Despite her hardships, Tachita was able to successfully adapt to her circumstances. She knew she was central to her family’s well-being and she had to use whatever resources were at her disposal to survive. Tachita died at age 95. She has more than 500 relatives.

“Look at this prototype of resilience and apply her into your life and try to think of other women that might be like her,” Rodriguez-Lesage said. “Try to examine some of the strengths that she lived and passed on, then help us consider how we can make services, not just treatments, but protective services that are culturally and linguistically appropriate.”

Islas, a sports medicine doctor, said that mental health services along the U.S.-Mexico border can be improved if providers begin to take a multidisciplinary approach involving not only physicians but also social workers.

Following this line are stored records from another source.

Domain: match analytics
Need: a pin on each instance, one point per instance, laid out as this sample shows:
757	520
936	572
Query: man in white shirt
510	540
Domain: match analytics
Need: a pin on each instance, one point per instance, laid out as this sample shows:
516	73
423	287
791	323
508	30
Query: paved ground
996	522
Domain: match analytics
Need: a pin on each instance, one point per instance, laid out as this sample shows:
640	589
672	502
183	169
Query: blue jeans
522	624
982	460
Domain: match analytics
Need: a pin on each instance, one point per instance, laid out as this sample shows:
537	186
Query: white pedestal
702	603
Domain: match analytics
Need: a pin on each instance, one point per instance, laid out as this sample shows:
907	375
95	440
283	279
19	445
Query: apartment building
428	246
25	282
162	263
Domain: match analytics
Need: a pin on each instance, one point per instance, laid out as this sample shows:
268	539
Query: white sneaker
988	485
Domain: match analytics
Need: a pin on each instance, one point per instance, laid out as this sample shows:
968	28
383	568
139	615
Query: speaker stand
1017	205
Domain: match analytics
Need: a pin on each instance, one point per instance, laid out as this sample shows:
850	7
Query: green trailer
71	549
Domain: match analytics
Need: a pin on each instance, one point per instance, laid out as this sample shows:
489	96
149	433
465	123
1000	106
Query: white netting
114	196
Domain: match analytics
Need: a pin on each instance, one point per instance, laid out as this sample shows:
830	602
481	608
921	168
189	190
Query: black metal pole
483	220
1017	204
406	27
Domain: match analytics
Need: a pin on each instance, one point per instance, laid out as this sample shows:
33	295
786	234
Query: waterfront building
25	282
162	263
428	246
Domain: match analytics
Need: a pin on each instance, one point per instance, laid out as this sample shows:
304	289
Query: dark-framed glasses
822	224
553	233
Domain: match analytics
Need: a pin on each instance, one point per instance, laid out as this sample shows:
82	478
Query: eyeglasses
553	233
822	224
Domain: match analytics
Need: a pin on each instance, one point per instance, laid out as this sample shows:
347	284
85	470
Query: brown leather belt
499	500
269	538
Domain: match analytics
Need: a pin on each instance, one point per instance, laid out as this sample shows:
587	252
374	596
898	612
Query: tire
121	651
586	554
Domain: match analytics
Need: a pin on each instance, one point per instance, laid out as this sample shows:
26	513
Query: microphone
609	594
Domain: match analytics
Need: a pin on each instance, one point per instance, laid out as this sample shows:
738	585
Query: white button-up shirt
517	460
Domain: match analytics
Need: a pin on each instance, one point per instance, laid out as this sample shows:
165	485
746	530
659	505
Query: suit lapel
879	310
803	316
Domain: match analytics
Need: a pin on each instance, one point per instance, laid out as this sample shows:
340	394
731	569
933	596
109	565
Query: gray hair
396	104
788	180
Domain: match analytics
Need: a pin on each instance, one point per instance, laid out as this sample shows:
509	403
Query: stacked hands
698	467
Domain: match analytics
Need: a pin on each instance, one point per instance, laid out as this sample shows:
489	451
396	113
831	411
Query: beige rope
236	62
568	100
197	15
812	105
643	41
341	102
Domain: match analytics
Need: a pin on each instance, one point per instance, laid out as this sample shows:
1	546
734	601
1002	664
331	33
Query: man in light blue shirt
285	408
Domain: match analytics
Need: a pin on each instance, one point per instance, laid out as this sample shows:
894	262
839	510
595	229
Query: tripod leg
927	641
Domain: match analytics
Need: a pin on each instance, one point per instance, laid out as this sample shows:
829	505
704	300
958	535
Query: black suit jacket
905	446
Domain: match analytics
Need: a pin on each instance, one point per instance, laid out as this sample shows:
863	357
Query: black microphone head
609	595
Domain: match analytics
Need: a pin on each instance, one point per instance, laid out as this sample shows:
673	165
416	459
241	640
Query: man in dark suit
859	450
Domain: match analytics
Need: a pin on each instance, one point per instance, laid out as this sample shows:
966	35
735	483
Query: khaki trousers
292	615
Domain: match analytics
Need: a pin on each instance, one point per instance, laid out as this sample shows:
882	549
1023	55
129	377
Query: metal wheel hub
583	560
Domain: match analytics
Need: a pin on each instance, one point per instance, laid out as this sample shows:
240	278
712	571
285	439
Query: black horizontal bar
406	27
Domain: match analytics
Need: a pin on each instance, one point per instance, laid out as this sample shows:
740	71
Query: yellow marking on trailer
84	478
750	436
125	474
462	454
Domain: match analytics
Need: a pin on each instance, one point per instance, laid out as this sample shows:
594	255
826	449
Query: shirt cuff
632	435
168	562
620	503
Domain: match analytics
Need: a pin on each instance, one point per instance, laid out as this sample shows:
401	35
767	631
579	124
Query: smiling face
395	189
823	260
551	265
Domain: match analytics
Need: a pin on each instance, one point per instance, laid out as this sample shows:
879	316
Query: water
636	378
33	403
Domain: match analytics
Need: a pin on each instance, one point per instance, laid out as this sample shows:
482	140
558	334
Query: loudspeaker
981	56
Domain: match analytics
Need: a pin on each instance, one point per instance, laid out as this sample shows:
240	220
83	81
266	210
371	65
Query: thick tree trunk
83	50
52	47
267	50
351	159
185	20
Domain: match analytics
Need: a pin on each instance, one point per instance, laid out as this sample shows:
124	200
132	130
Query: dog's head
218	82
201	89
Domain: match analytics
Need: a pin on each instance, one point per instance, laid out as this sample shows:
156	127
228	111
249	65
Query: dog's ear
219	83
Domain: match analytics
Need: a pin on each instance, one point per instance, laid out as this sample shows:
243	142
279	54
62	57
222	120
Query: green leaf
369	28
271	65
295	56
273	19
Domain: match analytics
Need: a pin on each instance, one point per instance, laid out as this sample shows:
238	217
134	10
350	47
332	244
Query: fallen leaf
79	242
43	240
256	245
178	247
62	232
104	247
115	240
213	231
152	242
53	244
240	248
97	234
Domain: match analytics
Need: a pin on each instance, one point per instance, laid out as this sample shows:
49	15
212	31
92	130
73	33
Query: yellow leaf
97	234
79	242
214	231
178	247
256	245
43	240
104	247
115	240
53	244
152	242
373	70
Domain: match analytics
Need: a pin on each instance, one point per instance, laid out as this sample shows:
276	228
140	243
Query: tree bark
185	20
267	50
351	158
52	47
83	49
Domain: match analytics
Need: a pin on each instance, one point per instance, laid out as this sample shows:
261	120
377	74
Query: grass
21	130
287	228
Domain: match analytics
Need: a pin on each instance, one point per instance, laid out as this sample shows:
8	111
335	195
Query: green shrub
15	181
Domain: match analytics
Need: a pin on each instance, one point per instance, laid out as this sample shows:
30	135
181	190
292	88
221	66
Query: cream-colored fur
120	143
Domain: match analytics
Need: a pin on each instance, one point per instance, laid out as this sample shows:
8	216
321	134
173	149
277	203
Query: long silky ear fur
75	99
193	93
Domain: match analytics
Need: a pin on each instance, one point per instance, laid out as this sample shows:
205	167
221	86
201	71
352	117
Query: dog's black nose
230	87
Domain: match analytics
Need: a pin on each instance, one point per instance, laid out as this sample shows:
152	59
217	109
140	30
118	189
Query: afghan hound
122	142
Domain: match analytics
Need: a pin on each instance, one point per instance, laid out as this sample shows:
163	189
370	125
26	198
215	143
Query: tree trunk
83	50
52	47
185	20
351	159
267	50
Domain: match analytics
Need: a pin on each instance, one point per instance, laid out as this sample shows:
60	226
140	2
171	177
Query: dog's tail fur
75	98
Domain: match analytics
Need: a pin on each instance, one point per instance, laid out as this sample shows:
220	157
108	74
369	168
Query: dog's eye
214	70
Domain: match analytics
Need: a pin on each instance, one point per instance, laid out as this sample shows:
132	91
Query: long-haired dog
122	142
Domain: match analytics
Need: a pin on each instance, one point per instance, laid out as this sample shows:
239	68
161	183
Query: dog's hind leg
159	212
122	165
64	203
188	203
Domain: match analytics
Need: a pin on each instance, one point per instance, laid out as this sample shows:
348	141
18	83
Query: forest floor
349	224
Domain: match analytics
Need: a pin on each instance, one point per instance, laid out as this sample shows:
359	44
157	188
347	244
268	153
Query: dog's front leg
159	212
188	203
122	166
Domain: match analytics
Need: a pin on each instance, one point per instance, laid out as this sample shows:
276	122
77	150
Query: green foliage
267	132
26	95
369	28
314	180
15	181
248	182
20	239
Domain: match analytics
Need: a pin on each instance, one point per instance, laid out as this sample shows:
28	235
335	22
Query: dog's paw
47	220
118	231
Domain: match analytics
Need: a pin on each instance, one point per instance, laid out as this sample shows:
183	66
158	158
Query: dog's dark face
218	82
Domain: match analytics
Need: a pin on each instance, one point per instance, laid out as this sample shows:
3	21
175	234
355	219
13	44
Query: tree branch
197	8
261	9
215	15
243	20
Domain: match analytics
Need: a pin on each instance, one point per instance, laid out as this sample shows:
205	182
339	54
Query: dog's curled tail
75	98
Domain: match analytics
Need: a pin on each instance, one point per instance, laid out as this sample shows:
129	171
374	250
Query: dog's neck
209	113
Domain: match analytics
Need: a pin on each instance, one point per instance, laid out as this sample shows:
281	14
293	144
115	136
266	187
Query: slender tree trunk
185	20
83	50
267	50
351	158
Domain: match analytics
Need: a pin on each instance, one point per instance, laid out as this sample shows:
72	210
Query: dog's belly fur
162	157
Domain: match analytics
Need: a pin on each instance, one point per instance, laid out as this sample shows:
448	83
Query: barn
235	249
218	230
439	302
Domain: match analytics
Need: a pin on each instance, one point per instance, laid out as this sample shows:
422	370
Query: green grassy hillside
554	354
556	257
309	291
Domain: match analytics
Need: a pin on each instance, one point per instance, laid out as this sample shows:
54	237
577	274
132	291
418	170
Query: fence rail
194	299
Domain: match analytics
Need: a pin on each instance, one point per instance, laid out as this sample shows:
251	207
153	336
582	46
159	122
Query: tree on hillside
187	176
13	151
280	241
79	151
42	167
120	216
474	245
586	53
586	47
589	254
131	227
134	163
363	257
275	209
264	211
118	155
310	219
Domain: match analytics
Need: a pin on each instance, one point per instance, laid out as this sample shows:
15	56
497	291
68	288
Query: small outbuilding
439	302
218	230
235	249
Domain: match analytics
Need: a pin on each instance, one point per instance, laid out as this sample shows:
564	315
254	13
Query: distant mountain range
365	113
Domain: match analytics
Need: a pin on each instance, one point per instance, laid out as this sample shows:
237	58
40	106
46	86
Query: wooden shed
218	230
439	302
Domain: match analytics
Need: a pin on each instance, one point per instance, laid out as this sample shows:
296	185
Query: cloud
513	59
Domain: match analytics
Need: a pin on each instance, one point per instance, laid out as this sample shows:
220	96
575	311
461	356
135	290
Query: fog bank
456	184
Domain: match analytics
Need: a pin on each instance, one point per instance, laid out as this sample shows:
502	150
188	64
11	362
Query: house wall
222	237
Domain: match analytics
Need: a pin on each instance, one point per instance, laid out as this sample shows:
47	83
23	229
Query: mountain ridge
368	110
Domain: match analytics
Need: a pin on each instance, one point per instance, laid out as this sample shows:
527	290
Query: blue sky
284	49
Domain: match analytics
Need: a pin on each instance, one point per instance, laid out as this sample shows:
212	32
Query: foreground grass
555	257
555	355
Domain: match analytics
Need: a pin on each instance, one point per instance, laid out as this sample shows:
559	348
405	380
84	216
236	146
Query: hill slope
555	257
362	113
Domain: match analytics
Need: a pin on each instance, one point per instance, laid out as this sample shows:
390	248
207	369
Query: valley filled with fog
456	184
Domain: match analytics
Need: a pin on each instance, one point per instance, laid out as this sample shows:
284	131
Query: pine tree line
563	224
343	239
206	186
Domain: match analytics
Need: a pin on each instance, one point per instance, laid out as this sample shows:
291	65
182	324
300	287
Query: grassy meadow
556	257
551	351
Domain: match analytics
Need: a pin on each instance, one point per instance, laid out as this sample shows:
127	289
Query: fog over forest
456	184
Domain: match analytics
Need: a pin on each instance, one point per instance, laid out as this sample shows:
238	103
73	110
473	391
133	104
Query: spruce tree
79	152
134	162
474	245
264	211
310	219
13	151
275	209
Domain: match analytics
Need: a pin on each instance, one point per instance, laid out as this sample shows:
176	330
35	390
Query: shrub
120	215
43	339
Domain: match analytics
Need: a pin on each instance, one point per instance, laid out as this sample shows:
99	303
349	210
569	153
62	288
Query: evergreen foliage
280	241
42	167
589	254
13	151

However, he said a lack of healthcare providers makes it difficult to bring mental health resources to the people who need it. Instead of recruiting doctors and mental health professionals, Islas suggests “we build our own.”

“That’s why the medical school, the master’s program in social work are so important in this area,” Islas said. “When we talk about resilience, this is our resilience. We recognize the problem and we build infrastructure to help us address the problem. Hopefully through the efforts of UTEP and the Texas Tech Health Sciences Center and all of our community partners, we can actually begin to address the issue in a more cohesive and multidisciplinary approach.”

The Symposium on Resiliency and Hispanic Mental Health was the first in a series of events planned by the College of Health Sciences to celebrate UTEP’s 100th anniversary.